In these two statements is a problem- If you hit the balloon on the second shot that seems to be a "success" when it really is a failure. That is also the F-class is run (first a couple of sighters to get you on target and then for score). Practice is good and you learn a lot and hopefully develop good mechanics and if it is not fun then you may not practice much.

There is nothing like paper to make you realize the truth. You get no adjustments because you don't know where the first round hit. Your group is going to show you just how bad your wind and range factors were and just how well your rifle is actually placing bullets. Countless people have posted that they hit a gong at some tremendous distance "after a few shots". All that tells me is that for the critical first shot ,they "MISSED".

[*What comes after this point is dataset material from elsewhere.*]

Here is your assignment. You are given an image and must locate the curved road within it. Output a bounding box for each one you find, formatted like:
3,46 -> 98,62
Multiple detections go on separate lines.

At 900 yards it is a half mile walk to the target and a long dreary half mile walk back pondering just how bad you misjudged the wind. Good exercise and good time to reflect on one's skill level.
Very well said !!! Bob

An animal never gives you a sighter shot so the first shot is the one that counts.

When you can set a target at an unknown distance, range it once you get set up to shoot,
calculate wind effect,adjust the turrents on the scope accordingly And hit the target within
an exceptable kill zone for the game to be hunted on the first shot EVERY TIME as Bob said
then you are ready.

Start at a reasonable distance and work out to your limit. Dont let the fact that some of the
guys on this site can do this at 1 mile intimidate you. This year I limited my self to 1100
yrds because of the game,energy at that distance and most of all my abilities.